We believe that identifying and formalizing these approaches may guide future research directions by drawing greater attention to information-theoretical concepts and encouraging their broader application in this problem setting. This study also represents the first systematic evaluation of information-theoretic approaches applied in this setting.
Earlier methods were often constrained by strong distributional assumptions about biomarkers, such as normality and equal or proportional covariance structures. Additionally, the number of predictors they could handle was typically limited to just two.
More recent approaches have relaxed these assumptions, allowing for the inclusion of a larger number of biomarkers in linear combinations. However, most of these methods rely on performance metrics like sensitivity, specific segments of the ROC curve, or the AUC (Area Under the Curve) as the optimization objective. Some later methods extended their applicability to multi-class classification problems using metrics such as the Volume Under the Surface (VUS) or the Hypervolume Under the Manifold (HUM).
Among these, the SCOR algorithm [
10] and the method proposed in [
1] have shown promising results in maximizing the AUC or HUM objective.
Notably, methods established in [
11,
13] distinguish themselves by incorporating copulas into the picture, representing the first known use of copulas in the context of biomarker combination. Despite this innovation, they currently remain limited to handling only two biomarkers.
An important distinction of our proposed methods is that, whereas previous methods primarily aimed to maximize a metric such as the AUC value, the proposed methods in this article rely solely on information-theoretic criteria and never incorporated AUC or any other metric as an optimization objective.
As another distinction, unlike many previous studies that relied on a single evaluation metric, our assessment of model performance employed a comprehensive set of three metrics: AUC, AUPRC, and MCC. This multi-faceted approach provides a more robust and nuanced comparison of model performance across different aspects of classification quality.
The proposed methods here are straightforward to apply in binary classification problems or to be extended into a multiclass setting.
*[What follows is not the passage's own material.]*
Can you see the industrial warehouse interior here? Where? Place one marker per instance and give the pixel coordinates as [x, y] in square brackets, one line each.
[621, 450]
These methods are computationally simpler than most existing approaches, with the exception of MaxMutInf. Due to the need to compute complex gradient functions when optimizing mutual information, MaxMutInf is relatively more challenging to implement. Extending our methods into classification problems involving more than two outcome levels may represent a valuable direction for future research.
The three entropy-based methods (MaxEnt, MinCrEnt, and MinRelEnt) demonstrated test performances that were consistently comparable to those derived from logistic regression, across all simulation conditions and real data applications. The MaxMutInf method yielded slightly greater test AUC, AUPRC, and MCC values compared to the other approaches, particularly in simulation settings involving Beta and Gamma distributed data. The differences were more pronounced in simulations with smaller sample sizes. However, in some settings involving normally distributed data, the MaxMutInf method produced test AUC and AUPRC metrics that were comparable or even marginally lower than those of other methods.
The Maximum Mutual Information method appeared more robust to distributional asymmetries, as well as to smaller and unequal sample sizes, except in a few settings involving normally distributed variables. Exploring and implementing different differential entropy estimators beyond the Kozachenko–Leonenko entropy estimator may be a future research direction that could potentially reveal more insights into the performance of Mutual Information Maximization.